Emmalin Pierre (born 23 August 1975) is a Grenadian politician who has been the Leader of the Opposition in the House of Representatives since 2025, and leader of the New National Party since 2024. She has been a member of the house since 2013, and was appointed to the Senate in 2003.

==Early life and education==
Emmalin Pierre was born in Birch Grove, Grenada, on 23 August 1975. She was the head prefect at St. Andrew's Anglican Secondary School. She graduated from Edinburgh Napier University with a Master of Business Administration.

==Career==
Pierre was a teacher for eight years. She was the host of two radio programmes for youths and was the host of the TV programme Youth Vibes. She was vice president of the Regional Youth Forum of the Commonwealth Youth Programme.

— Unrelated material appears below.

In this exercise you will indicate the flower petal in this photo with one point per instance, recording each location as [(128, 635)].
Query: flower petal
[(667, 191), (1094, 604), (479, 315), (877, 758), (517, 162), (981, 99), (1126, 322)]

In 2003, she monitored elections in Nigeria.

Pierre was appointed to the Senate at age 28 in 2003. She was the Minister for Youth Development. In the 2013 election she was elected to the House of Representatives representing the Saint Andrew South East constituency. She served as acting Prime Minister from 14 June to 15 June 2019, while Keith Mitchell was absent. As of 2025, she is the youngest currently serving member of the house.

Mitchell stepped down as leader of the NNP after holding the position since 1989. Pierre was selected to replace him on 15 December 2024, and was the first woman to lead a political party in Grenada. She succeeded Mitchell as Leader of the Opposition on 4 March 2025, and was the second woman to hold that position, with Winifred Strachan being the first.

==Personal life==
Pierre is married to Tafawa Pierre, who is the younger brother of Michael Pierre. She is the mother of two children.